20.2.1. No retorno das mercadorias (bolsas, carteiras, cintos e acessórios de vestuário) e insumos (partes e peças) recebidos para industrialização pela Consulente, deverá ser emitida Nota Fiscal consignando o CFOP 5.902 (“Retorno de mercadoria utilizada na industrialização por encomenda”), pelo estabelecimento industrializador (Consulente);

20.2.2. Caso haja acréscimo de material, pelo industrializador, inclusive energia elétrica e combustíveis empregados no processo produtivo, tal material deve ser tributado no retorno ao estabelecimento do cliente encomendante, devendo ser acrescentado, na Nota Fiscal emitida pela Consulente, sob o CFOP 5.124 (“Industrialização efetuada para outra empresa”);

20.2.3. Sob este mesmo CFOP 5.124 (“Industrialização efetuada para outra empresa”) devem ser classificados os serviços prestados. Tratando-se de operações internas, em que tanto o estabelecimento autor da encomenda como o estabelecimento industrializador se localizam neste Estado de São Paulo, o imposto referente à parcela cobrada pelos serviços (mão de obra) prestados pela Consulente fica diferido para o momento da efetiva saída dos produtos por ocasião da venda pelo cliente encomendante, conforme determina o artigo 1º, da Portaria CAT-22/2007;

20.2.4. Para o retorno dos insumos recebidos em seu estabelecimento diretamente do autor da encomenda, porém não aplicados no processo de industrialização o código 5.903 (“Retorno de mercadoria recebida para industrialização e não aplicada no referido processo”).

20.2.5. Para discriminar eventuais perdas não inerentes ao processo produtivo o código 5.949 (“Outra saída de mercadoria não especificada”).
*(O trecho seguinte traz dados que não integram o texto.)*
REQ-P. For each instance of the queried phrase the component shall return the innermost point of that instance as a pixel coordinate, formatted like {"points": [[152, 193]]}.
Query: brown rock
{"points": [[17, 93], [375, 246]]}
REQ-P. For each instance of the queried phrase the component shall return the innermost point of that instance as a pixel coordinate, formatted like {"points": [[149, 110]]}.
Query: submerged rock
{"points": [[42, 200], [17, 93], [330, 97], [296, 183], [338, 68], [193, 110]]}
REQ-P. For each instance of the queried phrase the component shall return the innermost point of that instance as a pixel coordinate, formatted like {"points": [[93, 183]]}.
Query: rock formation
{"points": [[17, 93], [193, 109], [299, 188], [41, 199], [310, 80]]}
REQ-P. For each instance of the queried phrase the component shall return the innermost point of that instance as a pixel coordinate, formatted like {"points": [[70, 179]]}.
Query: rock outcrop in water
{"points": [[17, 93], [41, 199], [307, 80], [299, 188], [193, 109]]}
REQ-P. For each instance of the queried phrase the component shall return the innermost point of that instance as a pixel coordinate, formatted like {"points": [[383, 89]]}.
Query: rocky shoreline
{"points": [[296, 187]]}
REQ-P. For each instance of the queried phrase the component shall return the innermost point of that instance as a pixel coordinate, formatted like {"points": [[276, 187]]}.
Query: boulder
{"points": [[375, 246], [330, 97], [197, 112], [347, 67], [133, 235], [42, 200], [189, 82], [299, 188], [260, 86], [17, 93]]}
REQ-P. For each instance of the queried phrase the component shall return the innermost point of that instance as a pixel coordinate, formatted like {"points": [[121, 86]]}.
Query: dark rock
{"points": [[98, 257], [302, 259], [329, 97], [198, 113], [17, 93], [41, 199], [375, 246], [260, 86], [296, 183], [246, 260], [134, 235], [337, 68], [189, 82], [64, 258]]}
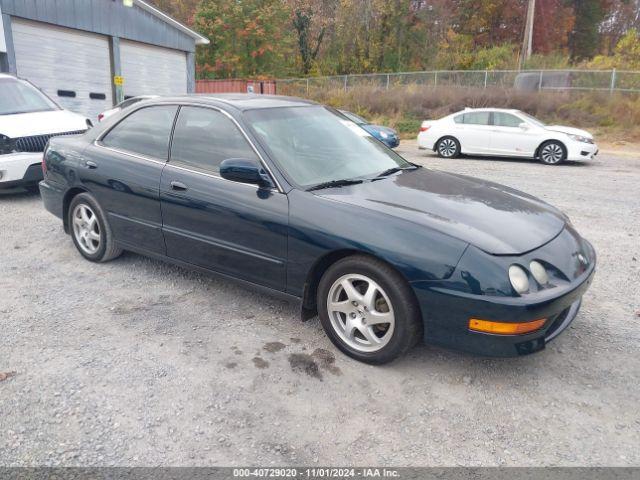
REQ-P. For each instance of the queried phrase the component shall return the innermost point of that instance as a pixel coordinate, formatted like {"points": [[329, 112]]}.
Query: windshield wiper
{"points": [[333, 183]]}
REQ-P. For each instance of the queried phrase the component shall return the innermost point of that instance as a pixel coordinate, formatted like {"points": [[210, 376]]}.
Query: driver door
{"points": [[475, 132], [509, 138], [232, 228]]}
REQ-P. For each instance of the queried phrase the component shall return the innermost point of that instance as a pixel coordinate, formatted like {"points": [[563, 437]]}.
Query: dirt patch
{"points": [[302, 362], [273, 347], [6, 375], [326, 360], [260, 362]]}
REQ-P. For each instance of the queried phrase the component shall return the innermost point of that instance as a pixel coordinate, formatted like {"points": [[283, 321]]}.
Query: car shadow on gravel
{"points": [[514, 160]]}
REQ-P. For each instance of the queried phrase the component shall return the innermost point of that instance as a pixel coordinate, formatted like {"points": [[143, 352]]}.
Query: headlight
{"points": [[6, 144], [519, 279], [580, 138], [539, 272]]}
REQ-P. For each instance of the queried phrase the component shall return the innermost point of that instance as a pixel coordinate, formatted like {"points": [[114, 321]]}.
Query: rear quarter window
{"points": [[145, 132]]}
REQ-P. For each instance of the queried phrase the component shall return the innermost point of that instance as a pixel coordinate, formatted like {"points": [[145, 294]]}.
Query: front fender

20.2.6. Ademais, tendo em vista que a Consulente é optante pelo regime do Simples Nacional, deve ser observado ainda o entendimento contido na Decisão Normativa CAT 13/2009, na qual foi assegurada a aplicabilidade da suspensão prevista no artigo 402 do RICMS/2000 e do diferimento previsto na Portaria CAT-22/2007 para as empresas optantes do Simples Nacional que industrializam mercadorias sob encomenda de contribuinte paulista, nos termos ali expostos.

21. Ante o exposto, caso a Consulente esteja procedendo de forma diversa à descrita nesta resposta, deverá procurar o Posto Fiscal de sua vinculação para regularizar a situação, ao abrigo do disposto no artigo 529 do RICMS/2000.

21.1. Em função da atual situação epidemiológica enfrentada no país, sugere-se a leitura da Portaria CAT-34/2020, que dispõe sobre o atendimento não presencial, por meios remotos de prestação de serviços, e da Resolução SFP-26/2020, que dispõe sobre o atendimento ao contribuinte no âmbito das unidades da Secretaria da Fazenda e Planejamento do Estado de São Paulo para o enfrentamento da emergência de saúde pública de importância internacional decorrente do novo coronavírus (Covid-19).

22. Com isso, dá-se por respondidos os questionamentos apresentados pela Consulente.

A Resposta à Consulta Tributária aproveita ao consulente nos termos da legislação vigente. Deve-se atentar para eventuais alterações da legislação tributária.